Regionales

Ola invernal deja más de 60 familias damnificadas en zona rural de Tamalameque, Cesar

La temporada de lluvias ha estado arreciando fuertemente en el municipio de Tamalameque, principalmente en la zona rural, donde varias familias han quedado damnificadas, se perdieron cultivos y las vías de acceso están intransitables.

Alexis Robles, director de Defensa Civil, informó que la situación más grave se presenta en la vereda Mata de Guadua, corregimiento de Antequera, donde alrededor de 70 familias están afectadas por el crecimiento del caudal del río Magdalena, el cual está siendo monitoreado por los organismos de socorro.

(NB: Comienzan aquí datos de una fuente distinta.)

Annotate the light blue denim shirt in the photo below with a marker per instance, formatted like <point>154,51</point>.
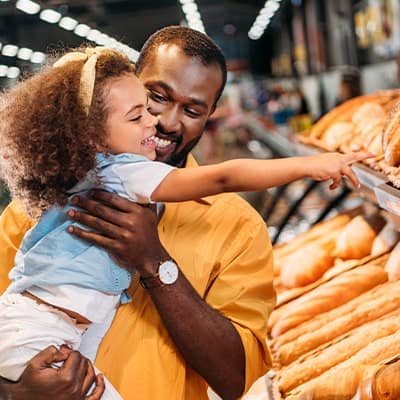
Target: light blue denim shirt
<point>49,255</point>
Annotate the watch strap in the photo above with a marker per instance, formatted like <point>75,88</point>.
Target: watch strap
<point>150,282</point>
<point>154,281</point>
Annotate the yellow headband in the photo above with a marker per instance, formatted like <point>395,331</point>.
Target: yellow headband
<point>88,73</point>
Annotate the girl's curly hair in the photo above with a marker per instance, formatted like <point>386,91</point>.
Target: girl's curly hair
<point>47,141</point>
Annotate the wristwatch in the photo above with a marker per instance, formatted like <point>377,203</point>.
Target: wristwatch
<point>167,274</point>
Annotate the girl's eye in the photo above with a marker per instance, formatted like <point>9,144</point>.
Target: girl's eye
<point>157,97</point>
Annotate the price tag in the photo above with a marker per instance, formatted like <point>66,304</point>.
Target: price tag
<point>369,177</point>
<point>388,198</point>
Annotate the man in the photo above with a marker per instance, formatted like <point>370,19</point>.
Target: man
<point>204,322</point>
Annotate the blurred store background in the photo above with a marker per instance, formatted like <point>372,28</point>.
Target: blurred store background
<point>290,62</point>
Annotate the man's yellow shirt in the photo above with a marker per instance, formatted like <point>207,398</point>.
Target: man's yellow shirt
<point>222,246</point>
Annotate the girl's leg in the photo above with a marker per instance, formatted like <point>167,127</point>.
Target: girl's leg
<point>93,336</point>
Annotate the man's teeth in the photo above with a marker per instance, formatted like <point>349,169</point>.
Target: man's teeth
<point>148,140</point>
<point>161,143</point>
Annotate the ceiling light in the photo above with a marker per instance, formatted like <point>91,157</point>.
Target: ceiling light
<point>82,30</point>
<point>9,50</point>
<point>24,53</point>
<point>28,6</point>
<point>3,70</point>
<point>93,35</point>
<point>192,15</point>
<point>68,23</point>
<point>263,19</point>
<point>38,57</point>
<point>13,72</point>
<point>102,39</point>
<point>50,16</point>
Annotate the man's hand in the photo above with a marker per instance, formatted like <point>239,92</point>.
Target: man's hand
<point>41,381</point>
<point>128,231</point>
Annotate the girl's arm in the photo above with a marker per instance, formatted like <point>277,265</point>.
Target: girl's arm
<point>243,175</point>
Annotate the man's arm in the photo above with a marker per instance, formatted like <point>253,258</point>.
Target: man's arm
<point>207,340</point>
<point>40,381</point>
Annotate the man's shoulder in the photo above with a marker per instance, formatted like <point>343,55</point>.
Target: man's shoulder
<point>231,205</point>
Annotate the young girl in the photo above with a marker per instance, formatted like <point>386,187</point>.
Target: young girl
<point>84,124</point>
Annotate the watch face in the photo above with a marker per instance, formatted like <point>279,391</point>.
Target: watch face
<point>168,272</point>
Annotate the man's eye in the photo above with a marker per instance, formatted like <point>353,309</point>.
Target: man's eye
<point>192,113</point>
<point>157,97</point>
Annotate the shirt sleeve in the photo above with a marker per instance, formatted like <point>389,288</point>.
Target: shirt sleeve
<point>140,179</point>
<point>14,223</point>
<point>243,291</point>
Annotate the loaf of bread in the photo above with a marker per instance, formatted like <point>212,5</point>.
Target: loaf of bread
<point>392,266</point>
<point>343,112</point>
<point>338,351</point>
<point>386,239</point>
<point>356,238</point>
<point>368,111</point>
<point>374,144</point>
<point>384,384</point>
<point>325,297</point>
<point>391,137</point>
<point>342,381</point>
<point>309,263</point>
<point>388,290</point>
<point>338,133</point>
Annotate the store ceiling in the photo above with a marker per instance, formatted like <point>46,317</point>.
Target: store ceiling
<point>131,21</point>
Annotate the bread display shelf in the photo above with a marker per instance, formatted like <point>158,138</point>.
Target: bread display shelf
<point>388,198</point>
<point>383,193</point>
<point>368,177</point>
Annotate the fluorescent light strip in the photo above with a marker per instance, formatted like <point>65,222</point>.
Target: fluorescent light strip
<point>9,72</point>
<point>23,53</point>
<point>192,15</point>
<point>263,19</point>
<point>50,16</point>
<point>82,30</point>
<point>28,6</point>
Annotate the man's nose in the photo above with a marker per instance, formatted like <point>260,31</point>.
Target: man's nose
<point>169,120</point>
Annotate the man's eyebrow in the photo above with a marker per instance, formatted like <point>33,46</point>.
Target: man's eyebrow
<point>169,90</point>
<point>133,108</point>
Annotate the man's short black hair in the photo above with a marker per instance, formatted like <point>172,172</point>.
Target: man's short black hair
<point>193,43</point>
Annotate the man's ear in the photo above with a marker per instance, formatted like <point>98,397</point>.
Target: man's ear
<point>212,109</point>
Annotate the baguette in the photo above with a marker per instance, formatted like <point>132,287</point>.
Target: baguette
<point>315,233</point>
<point>309,263</point>
<point>387,292</point>
<point>392,266</point>
<point>386,240</point>
<point>327,296</point>
<point>342,381</point>
<point>391,137</point>
<point>338,351</point>
<point>355,240</point>
<point>384,384</point>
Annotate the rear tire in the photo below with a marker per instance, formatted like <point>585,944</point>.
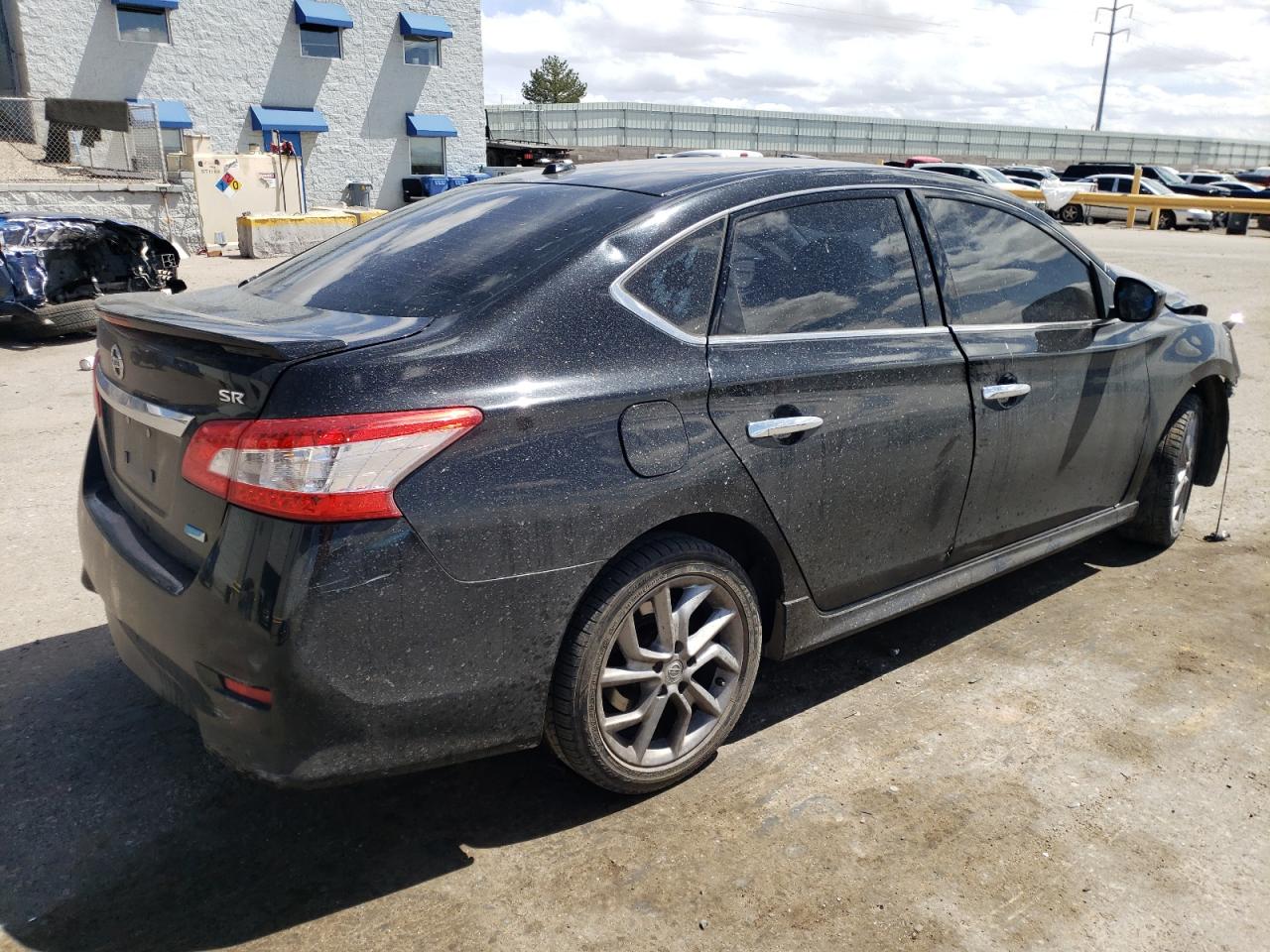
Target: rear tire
<point>71,317</point>
<point>657,665</point>
<point>1166,489</point>
<point>1071,213</point>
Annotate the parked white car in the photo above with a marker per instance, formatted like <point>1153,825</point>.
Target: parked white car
<point>1180,218</point>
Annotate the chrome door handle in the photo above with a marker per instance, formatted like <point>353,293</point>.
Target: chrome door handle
<point>783,426</point>
<point>1001,393</point>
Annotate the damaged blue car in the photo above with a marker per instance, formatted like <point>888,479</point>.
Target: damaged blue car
<point>56,266</point>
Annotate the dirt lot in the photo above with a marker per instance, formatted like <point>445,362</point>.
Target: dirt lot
<point>1074,757</point>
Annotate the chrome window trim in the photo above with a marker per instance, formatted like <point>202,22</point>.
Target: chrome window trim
<point>826,334</point>
<point>1039,325</point>
<point>160,417</point>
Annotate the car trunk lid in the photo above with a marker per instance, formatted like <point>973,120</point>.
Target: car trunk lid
<point>168,365</point>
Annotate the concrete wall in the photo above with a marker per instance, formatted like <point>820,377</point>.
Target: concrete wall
<point>168,209</point>
<point>225,58</point>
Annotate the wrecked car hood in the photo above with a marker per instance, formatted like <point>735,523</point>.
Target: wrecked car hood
<point>58,258</point>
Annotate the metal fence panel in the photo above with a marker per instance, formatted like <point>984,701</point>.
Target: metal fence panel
<point>36,149</point>
<point>668,127</point>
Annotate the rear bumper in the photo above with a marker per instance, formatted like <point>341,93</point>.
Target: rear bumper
<point>379,661</point>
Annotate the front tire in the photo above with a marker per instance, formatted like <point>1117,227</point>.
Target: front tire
<point>1166,490</point>
<point>657,666</point>
<point>1071,213</point>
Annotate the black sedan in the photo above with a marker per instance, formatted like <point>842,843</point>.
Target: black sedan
<point>563,454</point>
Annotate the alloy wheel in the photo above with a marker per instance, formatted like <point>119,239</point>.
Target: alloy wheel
<point>672,671</point>
<point>1185,477</point>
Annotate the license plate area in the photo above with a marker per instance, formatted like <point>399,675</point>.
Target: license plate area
<point>144,460</point>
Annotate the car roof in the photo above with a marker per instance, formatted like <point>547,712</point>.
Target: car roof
<point>680,177</point>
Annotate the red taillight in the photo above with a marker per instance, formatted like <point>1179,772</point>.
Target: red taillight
<point>249,692</point>
<point>320,468</point>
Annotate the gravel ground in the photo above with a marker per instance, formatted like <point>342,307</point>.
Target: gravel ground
<point>1071,757</point>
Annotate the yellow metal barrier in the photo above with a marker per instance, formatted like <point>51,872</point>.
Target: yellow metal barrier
<point>1254,206</point>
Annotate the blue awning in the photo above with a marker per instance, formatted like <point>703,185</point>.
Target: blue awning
<point>421,24</point>
<point>172,114</point>
<point>310,13</point>
<point>148,4</point>
<point>287,119</point>
<point>430,126</point>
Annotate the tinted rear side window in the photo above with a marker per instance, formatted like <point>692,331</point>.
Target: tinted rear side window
<point>821,268</point>
<point>679,285</point>
<point>1007,271</point>
<point>458,253</point>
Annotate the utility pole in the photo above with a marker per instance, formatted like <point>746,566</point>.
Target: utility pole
<point>1116,7</point>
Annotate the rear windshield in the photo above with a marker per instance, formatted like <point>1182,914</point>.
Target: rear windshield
<point>461,252</point>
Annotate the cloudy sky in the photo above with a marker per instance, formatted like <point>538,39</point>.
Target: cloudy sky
<point>1189,67</point>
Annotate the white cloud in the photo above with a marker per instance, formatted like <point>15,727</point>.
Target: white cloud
<point>1182,71</point>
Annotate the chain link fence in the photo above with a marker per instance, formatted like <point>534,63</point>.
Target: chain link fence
<point>62,141</point>
<point>608,127</point>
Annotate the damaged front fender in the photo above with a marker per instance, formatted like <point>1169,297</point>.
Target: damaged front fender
<point>51,266</point>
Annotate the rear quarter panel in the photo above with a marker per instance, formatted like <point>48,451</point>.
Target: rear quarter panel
<point>543,484</point>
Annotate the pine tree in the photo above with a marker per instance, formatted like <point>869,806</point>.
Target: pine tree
<point>554,81</point>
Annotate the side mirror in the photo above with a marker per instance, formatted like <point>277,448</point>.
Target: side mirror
<point>1135,301</point>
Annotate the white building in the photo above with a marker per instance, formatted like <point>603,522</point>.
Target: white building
<point>367,90</point>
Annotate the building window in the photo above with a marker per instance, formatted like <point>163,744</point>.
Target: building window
<point>427,155</point>
<point>321,42</point>
<point>140,24</point>
<point>172,141</point>
<point>422,51</point>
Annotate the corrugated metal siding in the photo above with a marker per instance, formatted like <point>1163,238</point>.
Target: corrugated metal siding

La Defensa Civil, junto con la Administración Municipal, realizó el censo para prestar ayuda a estas personas que están damnificadas, que suman 300 aproximadamente. Estas familias han perdido cultivos de pancoger y presentan graves afectaciones en su área de residencia.

De igual manera, se está trabajando sobre el muro de contención desde la vereda de Campo Alegre hasta El Jobo, el cual presenta deterioro en la malla vial.

Por otra parte, Robles informó que la noche del domingo, fuertes lluvias y vientos huracanados, dejando inundaciones en avenidas y en la escuela del corregimiento de Antequera.

El fenómeno natural destechó varias viviendas ubicadas en una invasión dentro de una finca llamada Mata Redonda. Defensa Civil está atenta a la convocatoria del Comité Municipal de Gestión del Riesgo, para analizar la situación y tomar medidas para atender a las familias afectadas por la ola invernal.

En el departamento del Cesar, el Ideam ha emitido las alertas sobre varios municipios, especialmente en Chimichagua y Chiriguaná, por posibles inundaciones debido a que puede subir el nivel de la ciénaga de Zapatosa.

También hay riesgo de deslizamientos de tierra en La Paz, sobre la serranía del Perijá, y en Pueblo Bello, por su cercanía a la Sierra Nevada.

LOS COMPROMISOS PARA LA REGION

En una reunión realizada recientemente en la capital del Magdalena, entre Javier Pava Sánchez, director de la Unidad Nacional para la Gestión del Riesgo de Desastres, y los gobernadores de Cesar, Córdoba, Sucre, La Guajira, Atlántico y Bolívar, se acordó la creación de un plan de acción regional ante la segunda temporada de lluvia.

Se establecieron acciones puntuales, entre ellas, realizar una mesa de trabajo constante entre todos los actores y sus oficinas de Gestión del Riesgo Departamentales, quienes también jugarán un papel importante en sentido que tendrán que consolidar informes a través de mapas de riesgos para identificar la cantidad de personas o familias que viven en alto riesgo.

“Acordamos establecer una alianza para la ejecución de un plan de acción de corto, mediano y largo plazo que permita trabajar sobre problemas comunes en los Departamentos y permitan afrontar de una manera muy estricta las situaciones que se van a presentar en esta segunda temporada de lluvia”, dijo Javier Pava.

De igual forma señaló que, “el compromiso que asumimos desde el nivel Nacional es fortalecer el sistema nacional de gestión de riesgo y desastres, razón porque invitamos a que desde los municipios se fortalezcan los trabajos que vienen realizando. Verificaremos la viabilidad para realizar trabajos con maquinaria amarilla y estudiaremos el tema de buscar alianzas ante las posibles inundaciones que se presentarán con el objetivo de realizar las evacuaciones correspondientes”.